Когда светящиеся стрелки на циферблате часов (стареньких часов, пять лет уже в разных делах, противоударные-противовзрывные-непотопляемые-непромокаемые) Клюева показали половину второго, он тихо шепнул:
— Пора.
Посты сменялись каждые два часа, их никто не проверял, просто приходила смена, отбывшие свое время в «секрете» возвращались в лагерь. Пост, который находился как раз напротив затаившихся разведчиков, сменился полчаса назад.

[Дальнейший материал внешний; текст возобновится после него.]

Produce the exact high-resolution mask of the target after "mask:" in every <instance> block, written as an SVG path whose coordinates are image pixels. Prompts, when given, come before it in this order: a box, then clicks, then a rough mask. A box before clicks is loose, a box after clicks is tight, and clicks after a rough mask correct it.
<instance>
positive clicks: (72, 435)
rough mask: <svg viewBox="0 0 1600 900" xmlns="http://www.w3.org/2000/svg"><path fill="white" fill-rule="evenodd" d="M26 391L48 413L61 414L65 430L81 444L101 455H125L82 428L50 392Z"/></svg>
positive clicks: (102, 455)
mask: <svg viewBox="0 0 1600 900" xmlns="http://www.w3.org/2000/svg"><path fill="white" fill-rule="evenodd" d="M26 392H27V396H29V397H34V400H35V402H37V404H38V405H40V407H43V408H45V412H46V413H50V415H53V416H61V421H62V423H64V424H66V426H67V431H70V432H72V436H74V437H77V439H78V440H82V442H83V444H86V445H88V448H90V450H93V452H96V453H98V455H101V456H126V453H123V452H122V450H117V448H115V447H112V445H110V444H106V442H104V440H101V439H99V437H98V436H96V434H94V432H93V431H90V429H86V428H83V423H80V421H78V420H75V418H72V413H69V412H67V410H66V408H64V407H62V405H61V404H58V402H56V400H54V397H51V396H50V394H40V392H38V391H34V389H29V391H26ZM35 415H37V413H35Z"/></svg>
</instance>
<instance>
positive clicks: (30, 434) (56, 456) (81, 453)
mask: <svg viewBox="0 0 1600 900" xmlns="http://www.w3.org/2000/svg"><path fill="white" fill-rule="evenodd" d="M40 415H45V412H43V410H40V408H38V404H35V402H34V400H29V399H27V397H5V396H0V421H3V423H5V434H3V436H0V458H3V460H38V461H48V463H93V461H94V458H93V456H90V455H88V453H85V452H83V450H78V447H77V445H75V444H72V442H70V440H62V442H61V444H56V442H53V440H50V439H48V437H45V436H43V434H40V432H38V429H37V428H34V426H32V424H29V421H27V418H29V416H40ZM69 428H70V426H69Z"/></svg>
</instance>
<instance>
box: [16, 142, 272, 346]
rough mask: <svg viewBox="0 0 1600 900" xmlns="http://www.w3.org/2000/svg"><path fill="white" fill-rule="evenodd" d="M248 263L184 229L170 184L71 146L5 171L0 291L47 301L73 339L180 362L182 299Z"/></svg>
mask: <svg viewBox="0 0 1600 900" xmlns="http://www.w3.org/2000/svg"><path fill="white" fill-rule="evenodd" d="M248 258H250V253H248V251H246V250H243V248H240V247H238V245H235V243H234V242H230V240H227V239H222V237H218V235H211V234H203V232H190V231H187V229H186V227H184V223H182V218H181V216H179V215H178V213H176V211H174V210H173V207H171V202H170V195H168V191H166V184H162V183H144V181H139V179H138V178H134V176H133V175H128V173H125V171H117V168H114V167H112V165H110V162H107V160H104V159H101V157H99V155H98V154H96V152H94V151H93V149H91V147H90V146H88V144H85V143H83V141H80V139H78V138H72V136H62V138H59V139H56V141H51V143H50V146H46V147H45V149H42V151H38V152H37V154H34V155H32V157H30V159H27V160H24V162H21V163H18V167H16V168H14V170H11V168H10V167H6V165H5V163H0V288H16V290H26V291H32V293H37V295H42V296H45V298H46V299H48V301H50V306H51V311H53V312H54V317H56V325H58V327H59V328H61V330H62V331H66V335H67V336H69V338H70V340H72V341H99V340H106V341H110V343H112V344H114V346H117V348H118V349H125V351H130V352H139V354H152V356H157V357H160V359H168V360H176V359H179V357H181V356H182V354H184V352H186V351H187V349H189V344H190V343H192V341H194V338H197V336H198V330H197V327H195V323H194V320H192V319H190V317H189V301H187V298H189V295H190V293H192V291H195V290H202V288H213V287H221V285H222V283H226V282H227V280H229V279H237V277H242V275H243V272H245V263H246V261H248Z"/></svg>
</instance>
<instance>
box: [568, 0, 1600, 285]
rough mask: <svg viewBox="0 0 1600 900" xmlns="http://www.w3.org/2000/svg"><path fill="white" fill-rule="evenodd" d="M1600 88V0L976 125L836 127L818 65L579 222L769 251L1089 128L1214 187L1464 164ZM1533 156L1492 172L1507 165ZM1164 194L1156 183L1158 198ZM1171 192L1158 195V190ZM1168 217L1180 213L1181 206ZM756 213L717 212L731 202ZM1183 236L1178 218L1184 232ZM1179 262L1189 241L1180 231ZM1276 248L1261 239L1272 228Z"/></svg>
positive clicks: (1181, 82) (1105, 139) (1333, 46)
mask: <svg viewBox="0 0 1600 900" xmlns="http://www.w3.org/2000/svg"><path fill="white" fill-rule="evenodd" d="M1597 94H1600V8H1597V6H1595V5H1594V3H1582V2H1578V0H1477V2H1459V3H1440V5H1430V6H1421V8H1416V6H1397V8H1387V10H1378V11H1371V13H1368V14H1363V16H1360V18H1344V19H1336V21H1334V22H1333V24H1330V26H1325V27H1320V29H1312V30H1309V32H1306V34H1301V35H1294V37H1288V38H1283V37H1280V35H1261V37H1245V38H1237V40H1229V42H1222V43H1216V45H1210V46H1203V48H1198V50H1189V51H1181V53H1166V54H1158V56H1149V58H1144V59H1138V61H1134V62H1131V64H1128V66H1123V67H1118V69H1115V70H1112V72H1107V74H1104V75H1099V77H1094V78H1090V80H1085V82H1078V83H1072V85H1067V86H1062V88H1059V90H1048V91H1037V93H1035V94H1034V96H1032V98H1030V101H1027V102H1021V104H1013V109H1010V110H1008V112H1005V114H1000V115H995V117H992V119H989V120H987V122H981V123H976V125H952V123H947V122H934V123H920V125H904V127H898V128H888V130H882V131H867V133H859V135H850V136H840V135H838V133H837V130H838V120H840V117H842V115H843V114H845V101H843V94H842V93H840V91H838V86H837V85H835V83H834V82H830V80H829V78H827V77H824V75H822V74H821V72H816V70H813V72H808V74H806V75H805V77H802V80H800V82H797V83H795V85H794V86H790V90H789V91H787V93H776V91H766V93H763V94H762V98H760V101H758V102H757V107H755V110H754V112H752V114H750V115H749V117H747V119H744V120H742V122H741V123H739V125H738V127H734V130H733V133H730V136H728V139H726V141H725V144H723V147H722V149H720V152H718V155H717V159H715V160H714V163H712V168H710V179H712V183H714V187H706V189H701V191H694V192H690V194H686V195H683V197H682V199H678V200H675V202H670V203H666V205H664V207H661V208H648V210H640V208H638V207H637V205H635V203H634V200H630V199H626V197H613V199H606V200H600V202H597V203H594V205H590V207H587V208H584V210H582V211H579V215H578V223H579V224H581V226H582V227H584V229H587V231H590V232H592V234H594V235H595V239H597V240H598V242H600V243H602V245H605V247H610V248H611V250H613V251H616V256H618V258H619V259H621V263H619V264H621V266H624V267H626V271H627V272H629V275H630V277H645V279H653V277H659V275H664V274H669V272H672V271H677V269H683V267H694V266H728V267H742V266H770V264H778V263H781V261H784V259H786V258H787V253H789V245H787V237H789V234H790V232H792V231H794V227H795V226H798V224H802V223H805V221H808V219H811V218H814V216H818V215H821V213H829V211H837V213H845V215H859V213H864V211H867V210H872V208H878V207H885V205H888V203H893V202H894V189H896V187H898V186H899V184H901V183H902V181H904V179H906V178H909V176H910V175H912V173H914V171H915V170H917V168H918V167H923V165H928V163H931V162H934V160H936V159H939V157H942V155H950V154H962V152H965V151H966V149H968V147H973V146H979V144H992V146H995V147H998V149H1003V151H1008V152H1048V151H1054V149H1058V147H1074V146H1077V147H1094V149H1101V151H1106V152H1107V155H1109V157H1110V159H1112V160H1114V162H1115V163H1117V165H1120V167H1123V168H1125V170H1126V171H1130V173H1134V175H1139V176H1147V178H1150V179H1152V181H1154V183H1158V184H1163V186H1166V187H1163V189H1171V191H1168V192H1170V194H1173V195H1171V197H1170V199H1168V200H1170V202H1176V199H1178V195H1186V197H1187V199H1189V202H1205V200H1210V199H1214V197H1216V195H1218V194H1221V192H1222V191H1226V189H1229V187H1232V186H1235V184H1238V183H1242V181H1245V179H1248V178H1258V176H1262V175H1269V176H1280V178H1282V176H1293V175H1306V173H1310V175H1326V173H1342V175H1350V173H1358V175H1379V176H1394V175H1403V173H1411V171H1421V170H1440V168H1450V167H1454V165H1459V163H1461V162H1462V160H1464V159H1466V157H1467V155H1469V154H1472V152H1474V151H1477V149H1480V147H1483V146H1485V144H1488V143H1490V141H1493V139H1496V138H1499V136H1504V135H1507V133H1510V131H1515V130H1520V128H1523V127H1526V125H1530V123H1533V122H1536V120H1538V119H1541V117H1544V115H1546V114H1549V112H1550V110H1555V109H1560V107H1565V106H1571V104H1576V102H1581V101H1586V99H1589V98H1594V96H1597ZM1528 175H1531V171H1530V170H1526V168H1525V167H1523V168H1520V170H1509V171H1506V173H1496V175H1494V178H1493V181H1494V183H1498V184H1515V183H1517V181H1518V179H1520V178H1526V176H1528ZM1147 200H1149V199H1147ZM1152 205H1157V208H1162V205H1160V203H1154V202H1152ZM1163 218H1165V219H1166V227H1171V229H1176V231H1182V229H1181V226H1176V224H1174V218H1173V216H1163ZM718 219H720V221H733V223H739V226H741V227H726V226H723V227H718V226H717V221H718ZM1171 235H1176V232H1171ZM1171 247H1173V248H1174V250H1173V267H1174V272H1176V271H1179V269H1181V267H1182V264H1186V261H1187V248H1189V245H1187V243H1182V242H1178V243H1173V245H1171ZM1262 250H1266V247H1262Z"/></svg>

К ничего не подозревающим дозорным подползли с боков двое — громилы Клим и Дато, а еще двое — Клюев с одним из россиян — поползли на пост чуть ли не в лоб. Весь фокус состоял в том, чтобы подход получился синхронным: в последнюю долю секунды ползущие прямо на дозорных как бы подставляются, отвлекая на себя внимание и рискуя схлопотать очередь в грудь и живот. Дозорные боекомплект беречь не станут: от плотности огня зависит их жизнь и жизнь товарищей. Но «подставка» понадобится только в том крайнем случае, если ползущий прямо на пикет обнаружит, что дозорные уделяют слишком много внимания той стороне, откуда должен будет появиться главный исполнитель.